En la sangre/Capítulo XXV
Capítulo XXV
Veraneaba la familia de Máxima en una quinta de los contornos de Belgrano.
Al caer la tarde de uno de esos días sofocantes de diciembre, bajo el corredor, al este, hallábase reunida la joven con sus padres; respiraban en una tregua del calor barrido por la brisa fresca de la virazón.
Una nube espesa de polvo, al pie de la barranca, tras del cerco de cañas del camino, como si hubiese parado allí el carruaje que la levantaba, empezó poco a poco a disiparse.
Y, momentos después, en efecto, un hombre aparecía, penetraba con paso incierto y cauteloso, como pisando en vedado, tendía el cuello, paseaba la mirada, se detenía, de nuevo volvía a avanzar, subía, se aproximaba, siguiendo las eses de una senda, sugiriendo vagamente en su ademán, en su andar, la idea del andar escurridizo de las culebras.
Notando de pronto la presencia de los habitantes de la casa, ocultos hasta entonces a su vista por las plantas del jardín:
-Perdón, señor -dijo a la distancia en tono suave, con acento tímido y pegajoso, dirigiéndose al padre de Máxima-, acaba de sucederme una pequeña contrariedad, un pequeño accidente en mi carruaje, un tornillo que he perdido, que ha caído de la vara... es poca cosa, casi nada, lo bastante, sin embargo, para que no me sea posible continuar.
Algo, un pedazo cualquiera de cordel, con que asegurar la vara me bastaría y he tenido el atrevimiento, me he tomado la libertad de entrar...
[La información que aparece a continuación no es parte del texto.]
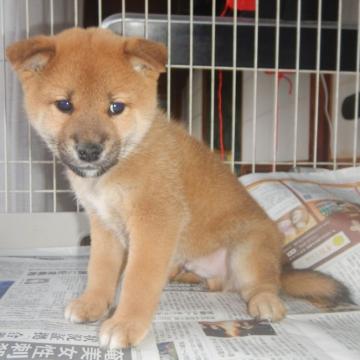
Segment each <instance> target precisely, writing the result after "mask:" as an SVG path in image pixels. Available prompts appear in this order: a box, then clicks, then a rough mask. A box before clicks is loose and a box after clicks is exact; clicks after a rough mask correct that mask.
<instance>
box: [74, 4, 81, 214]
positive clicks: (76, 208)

-Ha hecho usted muy bien, señor, inmediatamente le voy a mandar, dígnese sentarse entretanto, sírvase aguardar un instante.
Y llamando a una de las personas de servicio, al cochero de la casa, ordenó que éste bajara y sin pérdida de tiempo se ocupase del arreglo del carruaje.
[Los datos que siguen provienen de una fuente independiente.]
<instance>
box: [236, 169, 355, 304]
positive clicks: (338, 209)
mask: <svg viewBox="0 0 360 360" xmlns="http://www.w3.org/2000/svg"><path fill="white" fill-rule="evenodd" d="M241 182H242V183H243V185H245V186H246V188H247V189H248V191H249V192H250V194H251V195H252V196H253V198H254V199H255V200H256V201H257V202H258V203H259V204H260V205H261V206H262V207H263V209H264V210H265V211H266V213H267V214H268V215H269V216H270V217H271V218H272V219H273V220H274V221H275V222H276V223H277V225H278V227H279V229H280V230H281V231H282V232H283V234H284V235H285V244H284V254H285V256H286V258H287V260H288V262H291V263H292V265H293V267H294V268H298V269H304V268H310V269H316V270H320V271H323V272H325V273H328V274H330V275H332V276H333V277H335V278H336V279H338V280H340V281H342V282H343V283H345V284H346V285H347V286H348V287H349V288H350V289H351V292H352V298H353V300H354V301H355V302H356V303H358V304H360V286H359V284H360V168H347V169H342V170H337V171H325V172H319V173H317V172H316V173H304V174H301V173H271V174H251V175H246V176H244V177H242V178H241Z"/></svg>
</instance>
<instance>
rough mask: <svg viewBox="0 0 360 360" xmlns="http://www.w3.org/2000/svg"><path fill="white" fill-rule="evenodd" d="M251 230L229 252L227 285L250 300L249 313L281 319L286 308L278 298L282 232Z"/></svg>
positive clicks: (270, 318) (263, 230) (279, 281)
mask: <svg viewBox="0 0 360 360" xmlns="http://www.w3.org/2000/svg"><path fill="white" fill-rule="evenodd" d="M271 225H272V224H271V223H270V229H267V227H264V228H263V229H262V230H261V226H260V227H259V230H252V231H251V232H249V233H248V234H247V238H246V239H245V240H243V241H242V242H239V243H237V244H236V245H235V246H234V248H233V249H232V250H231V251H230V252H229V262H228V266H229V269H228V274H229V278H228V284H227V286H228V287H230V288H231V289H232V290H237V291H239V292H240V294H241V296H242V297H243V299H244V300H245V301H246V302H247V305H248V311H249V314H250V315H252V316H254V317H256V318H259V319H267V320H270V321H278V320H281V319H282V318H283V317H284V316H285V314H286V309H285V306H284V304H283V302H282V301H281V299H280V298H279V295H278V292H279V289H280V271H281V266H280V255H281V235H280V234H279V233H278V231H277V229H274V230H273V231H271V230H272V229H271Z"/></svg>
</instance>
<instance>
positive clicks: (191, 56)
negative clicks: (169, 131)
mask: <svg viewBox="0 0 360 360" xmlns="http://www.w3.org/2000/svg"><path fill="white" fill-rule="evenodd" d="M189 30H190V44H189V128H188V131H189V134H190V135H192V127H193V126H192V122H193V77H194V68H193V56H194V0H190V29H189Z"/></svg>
-Un millón de gracias, señor, pero... temo de veras molestar, ser indiscreto y pido a ustedes, desde luego, mil perdones.
-Absolutamente, señor.
Un cambio de palabras, de frases banales se siguió; el tema obligado de los que hablan entre sí por vez primera y nada quieren o nada tienen que decirse.
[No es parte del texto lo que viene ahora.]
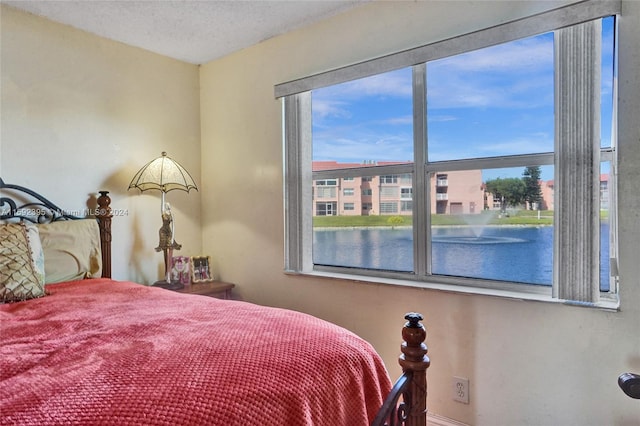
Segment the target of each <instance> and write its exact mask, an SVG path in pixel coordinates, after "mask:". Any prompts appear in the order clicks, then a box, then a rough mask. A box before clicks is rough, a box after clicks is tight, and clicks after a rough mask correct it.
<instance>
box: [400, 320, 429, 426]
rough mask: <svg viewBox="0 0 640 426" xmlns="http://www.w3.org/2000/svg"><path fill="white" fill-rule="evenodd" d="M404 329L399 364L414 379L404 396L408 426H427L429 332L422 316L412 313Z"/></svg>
mask: <svg viewBox="0 0 640 426" xmlns="http://www.w3.org/2000/svg"><path fill="white" fill-rule="evenodd" d="M404 319H406V320H407V322H406V323H405V325H404V327H403V329H402V338H403V339H404V342H403V343H402V346H401V348H400V349H401V350H402V355H400V359H399V361H398V362H399V363H400V366H401V367H402V371H403V372H404V371H412V372H413V377H412V379H411V384H410V385H409V389H408V392H406V394H405V396H404V402H405V406H406V407H407V409H406V415H407V418H406V421H405V425H407V426H425V425H426V424H427V368H429V365H430V363H431V361H430V360H429V357H428V356H427V345H425V344H424V341H425V339H426V338H427V331H426V330H425V328H424V326H423V325H422V324H421V323H420V321H422V320H423V319H424V318H423V317H422V315H420V314H418V313H415V312H410V313H408V314H406V315H405V317H404Z"/></svg>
Máxima sólo guardó silencio, encendida la mejilla, la vista esquiva, como en un nervioso desasosiego de toda ella.
Diez minutos después, sin embargo, anunciaban hallarse listo el carruaje. Su dueño entonces, sin esperar a más, poniéndose de pie y sacando del bolsillo su tarjeta:
-Reitérole, señor, mi más sincero agradecimiento -dijo-, tiene usted en mí a un humilde servidor.
-Esta es su casa, caballero, estamos aquí a los órdenes de usted.
Y atentamente, desde el borde de la barranca, despidió el viejo a su huésped.
"Genaro Piazza" -leía de vuelta, al dirigirse de nuevo junto a su mujer y su hija- no conozco, no sé quien pueda ser... pero parece muy bien el joven, muy fino, muy decente...
-Magnífico, espléndido, impagable -exclamaba el otro para sí saltando en su asiento de alegría, mientras, suelta la rienda del caballo, alejábase envuelto entre el torbellino de polvo del camino.